From: | Masahiko Sawada <sawada(dot)mshk(at)gmail(dot)com> |
---|---|
To: | Sutou Kouhei <kou(at)clear-code(dot)com> |
Cc: | david(dot)g(dot)johnston(at)gmail(dot)com, tgl(at)sss(dot)pgh(dot)pa(dot)us, zhjwpku(at)gmail(dot)com, michael(at)paquier(dot)xyz, pgsql-hackers(at)postgresql(dot)org |
Subject: | Re: Make COPY format extendable: Extract COPY TO format implementations |
Date: | 2025-03-23 09:01:59 |
Message-ID: | CAD21AoAfWrjpTDJ0garVUoXY0WC3Ud4Cu51q+ccWiotm1uo_2A@mail.gmail.com |
Views: | Raw Message | Whole Thread | Download mbox | Resend email |
Thread: | |
Lists: | pgsql-hackers |
On Wed, Mar 19, 2025 at 6:25 PM Sutou Kouhei <kou(at)clear-code(dot)com> wrote:
>
> Hi,
>
> In <CAKFQuwaMAFMHqxDXR=SxA0mDjdmntrwxZd2w=nSruLNFH-OzLw(at)mail(dot)gmail(dot)com>
> "Re: Make COPY format extendable: Extract COPY TO format implementations" on Wed, 19 Mar 2025 17:49:49 -0700,
> "David G. Johnston" <david(dot)g(dot)johnston(at)gmail(dot)com> wrote:
>
> >> And could someone help (take over if possible) writing a
> >> document for this feature?
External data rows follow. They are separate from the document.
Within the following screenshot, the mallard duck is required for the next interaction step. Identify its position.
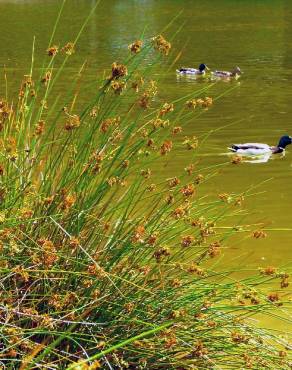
[176,63,209,75]
[211,67,242,77]
[229,135,292,156]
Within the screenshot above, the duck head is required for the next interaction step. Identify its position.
[278,135,292,149]
[232,66,243,76]
[199,63,209,72]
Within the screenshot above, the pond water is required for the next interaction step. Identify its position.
[0,0,292,267]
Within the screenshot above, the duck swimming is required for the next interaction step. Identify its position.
[212,67,242,77]
[229,135,292,156]
[176,63,209,75]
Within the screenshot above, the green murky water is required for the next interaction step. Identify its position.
[0,0,292,266]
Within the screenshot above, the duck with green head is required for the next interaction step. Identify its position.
[229,135,292,156]
[176,63,209,75]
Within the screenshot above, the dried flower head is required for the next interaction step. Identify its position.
[131,225,146,243]
[158,103,174,116]
[128,40,143,54]
[100,117,121,133]
[160,140,172,155]
[168,177,180,188]
[41,71,52,86]
[65,114,81,131]
[61,42,75,55]
[267,293,280,302]
[180,184,196,197]
[111,81,126,95]
[111,62,128,79]
[47,45,59,57]
[208,242,221,258]
[181,235,195,247]
[34,120,46,136]
[183,136,199,150]
[172,126,182,135]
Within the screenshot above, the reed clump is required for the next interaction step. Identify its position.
[0,15,289,369]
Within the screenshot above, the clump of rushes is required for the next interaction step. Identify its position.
[0,10,289,370]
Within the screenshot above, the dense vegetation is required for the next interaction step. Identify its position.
[0,4,289,369]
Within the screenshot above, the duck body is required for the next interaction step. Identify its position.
[212,67,242,78]
[229,143,275,155]
[176,63,208,75]
[229,135,292,156]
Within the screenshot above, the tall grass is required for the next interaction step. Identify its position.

I'm not good at writing a
> >> document in English... 0009 in the attached v37 patch set
> >> has a draft of it. It's based on existing documents in
> >> doc/src/sgml/ and *.h.
> >>
> >>
> > I haven't touched the innards of the structs aside from changing
> > programlisting to synopsis. And redoing the two section opening paragraphs
> > to better integrate with the content in the chapter opening.
> >
> > The rest I kinda went to town on...
>
> Thanks!!! It's very helpful!!!
>
> I've applied your patch. 0009 is only changed.
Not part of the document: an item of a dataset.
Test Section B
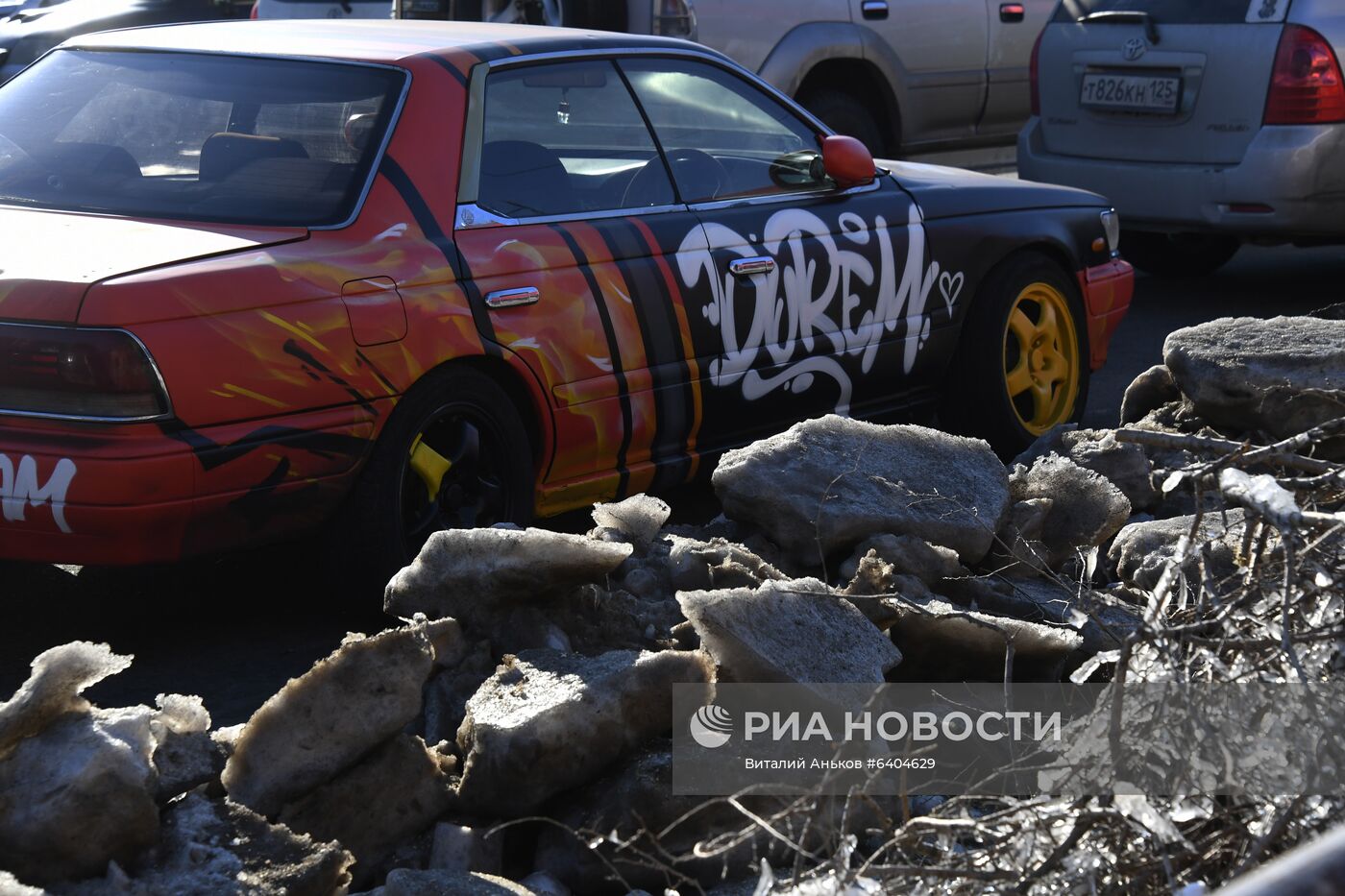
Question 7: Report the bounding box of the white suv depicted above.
[258,0,1056,157]
[1018,0,1345,276]
[253,0,393,19]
Thank you for updating the patches. I've reviewed the main part of
supporting the custom COPY format. Here are some random comments:
---
+/*
+ * Process the "format" option.
+ *
+ * This function checks whether the option value is a built-in format such as
+ * "text" and "csv" or not. If the option value isn't a built-in format, this
+ * function finds a COPY format handler that returns a CopyToRoutine (for
+ * is_from == false) or CopyFromRountine (for is_from == true). If no COPY
+ * format handler is found, this function reports an error.
+ */
I think this comment needs to be updated as the part "If the option
value isn't ..." is no longer true.
I think we don't necessarily need to create a separate function
ProcessCopyOptionFormat for processing the format option.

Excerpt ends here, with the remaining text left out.